We moved on back towards home, and one night something stampeded our horses, all getting away except one little Spanish pony. We hunted for them two days and located them where somebody had penned them, and we had to give a horse for trouble and damages claimed.
Lew Allen persuaded me to bring an Indian boy back with me. He was about fifteen years old, and lived with Allen in Lavaca county until grown. This Indian killed a man there and in trying to escape was killed himself.
I stopped at Wichita, Kansas, and hired to Read & O'Connor as boss, and took charge of their cattle until the following November. When the cattle were disposed of I came back through Indian Territory and reached home all right. For nine months I had not slept in a house.

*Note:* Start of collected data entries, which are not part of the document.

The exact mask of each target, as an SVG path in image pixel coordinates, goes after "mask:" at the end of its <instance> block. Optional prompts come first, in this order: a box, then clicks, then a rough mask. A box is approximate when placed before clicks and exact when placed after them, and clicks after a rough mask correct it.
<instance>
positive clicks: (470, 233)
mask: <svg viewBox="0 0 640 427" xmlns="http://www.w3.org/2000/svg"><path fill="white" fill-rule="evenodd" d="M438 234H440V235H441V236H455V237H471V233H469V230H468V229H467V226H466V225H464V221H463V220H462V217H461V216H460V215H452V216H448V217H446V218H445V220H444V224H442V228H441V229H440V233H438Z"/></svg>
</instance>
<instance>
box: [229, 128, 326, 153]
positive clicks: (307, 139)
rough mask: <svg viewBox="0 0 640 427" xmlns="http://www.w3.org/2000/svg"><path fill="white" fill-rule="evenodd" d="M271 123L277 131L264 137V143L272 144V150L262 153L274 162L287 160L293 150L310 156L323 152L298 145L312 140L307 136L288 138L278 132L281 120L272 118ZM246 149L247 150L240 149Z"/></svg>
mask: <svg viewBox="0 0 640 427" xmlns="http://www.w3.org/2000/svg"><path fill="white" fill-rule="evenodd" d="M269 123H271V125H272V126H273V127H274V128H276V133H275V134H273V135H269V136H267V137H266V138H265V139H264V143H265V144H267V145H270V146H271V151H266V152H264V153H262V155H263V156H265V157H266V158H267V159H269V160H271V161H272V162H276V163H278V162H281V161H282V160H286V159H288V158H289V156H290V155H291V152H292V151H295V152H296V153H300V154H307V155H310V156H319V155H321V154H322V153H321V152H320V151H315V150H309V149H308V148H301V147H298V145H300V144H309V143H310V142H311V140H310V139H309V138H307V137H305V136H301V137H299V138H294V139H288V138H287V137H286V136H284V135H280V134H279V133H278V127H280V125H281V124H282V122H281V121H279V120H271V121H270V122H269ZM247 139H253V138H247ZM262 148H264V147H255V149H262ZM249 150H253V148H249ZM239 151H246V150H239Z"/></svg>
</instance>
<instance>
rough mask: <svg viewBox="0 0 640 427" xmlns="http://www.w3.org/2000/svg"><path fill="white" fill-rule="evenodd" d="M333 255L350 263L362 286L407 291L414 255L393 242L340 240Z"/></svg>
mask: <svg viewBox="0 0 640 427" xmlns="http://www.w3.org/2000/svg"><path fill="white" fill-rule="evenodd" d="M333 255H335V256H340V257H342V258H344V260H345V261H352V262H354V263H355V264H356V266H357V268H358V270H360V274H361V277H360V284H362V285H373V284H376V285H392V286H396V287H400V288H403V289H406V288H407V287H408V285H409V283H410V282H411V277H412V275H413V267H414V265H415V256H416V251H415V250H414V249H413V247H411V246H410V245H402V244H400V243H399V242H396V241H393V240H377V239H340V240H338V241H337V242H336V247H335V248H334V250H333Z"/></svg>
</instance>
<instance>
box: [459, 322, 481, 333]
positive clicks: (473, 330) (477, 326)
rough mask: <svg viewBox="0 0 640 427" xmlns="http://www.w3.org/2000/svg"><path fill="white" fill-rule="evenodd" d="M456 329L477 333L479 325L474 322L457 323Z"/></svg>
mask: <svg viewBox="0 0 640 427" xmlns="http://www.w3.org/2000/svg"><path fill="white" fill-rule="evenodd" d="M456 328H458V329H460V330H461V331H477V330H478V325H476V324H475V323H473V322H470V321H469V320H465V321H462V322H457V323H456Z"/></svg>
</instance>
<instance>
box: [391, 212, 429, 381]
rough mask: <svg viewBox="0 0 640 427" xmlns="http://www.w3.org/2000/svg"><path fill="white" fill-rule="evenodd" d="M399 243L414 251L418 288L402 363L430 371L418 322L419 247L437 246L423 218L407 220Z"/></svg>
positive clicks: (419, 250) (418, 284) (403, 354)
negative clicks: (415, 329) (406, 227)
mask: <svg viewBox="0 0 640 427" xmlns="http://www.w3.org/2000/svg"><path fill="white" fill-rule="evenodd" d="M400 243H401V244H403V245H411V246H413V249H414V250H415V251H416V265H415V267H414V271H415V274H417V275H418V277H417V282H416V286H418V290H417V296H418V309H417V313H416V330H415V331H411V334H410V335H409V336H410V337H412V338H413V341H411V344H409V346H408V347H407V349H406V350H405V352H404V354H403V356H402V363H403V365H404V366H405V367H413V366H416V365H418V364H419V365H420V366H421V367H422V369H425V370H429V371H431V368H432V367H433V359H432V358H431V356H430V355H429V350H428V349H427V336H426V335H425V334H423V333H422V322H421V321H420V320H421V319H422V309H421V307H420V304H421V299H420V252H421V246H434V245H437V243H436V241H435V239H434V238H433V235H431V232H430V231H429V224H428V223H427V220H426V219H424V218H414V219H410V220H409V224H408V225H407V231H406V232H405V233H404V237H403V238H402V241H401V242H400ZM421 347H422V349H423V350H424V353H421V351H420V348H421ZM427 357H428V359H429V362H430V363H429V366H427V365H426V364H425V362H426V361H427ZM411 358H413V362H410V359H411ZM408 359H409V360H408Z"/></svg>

On my fourth trip up the trail I took 1,000 beeves for Read & O'Connor, and was paid $100 per month and all expenses. This was in March, 1872. We left Goliad and went up the same route as before. We held these cattle at Wichita, Kansas, out of the settlements, and herded them on one bed ground for five and a half months. As I was boss I didn't have to herd. I looked after three herds until December when they were fat and we put them on the market. I didn't sleep in a house for nine months and kept well all the time. After the cattle were sold I took a bunch of ten men and the chuck wagon and struck out over the back trail for home, and got back in time to be married to Miss Fannie M. Crossley, on Christmas Day, 1872.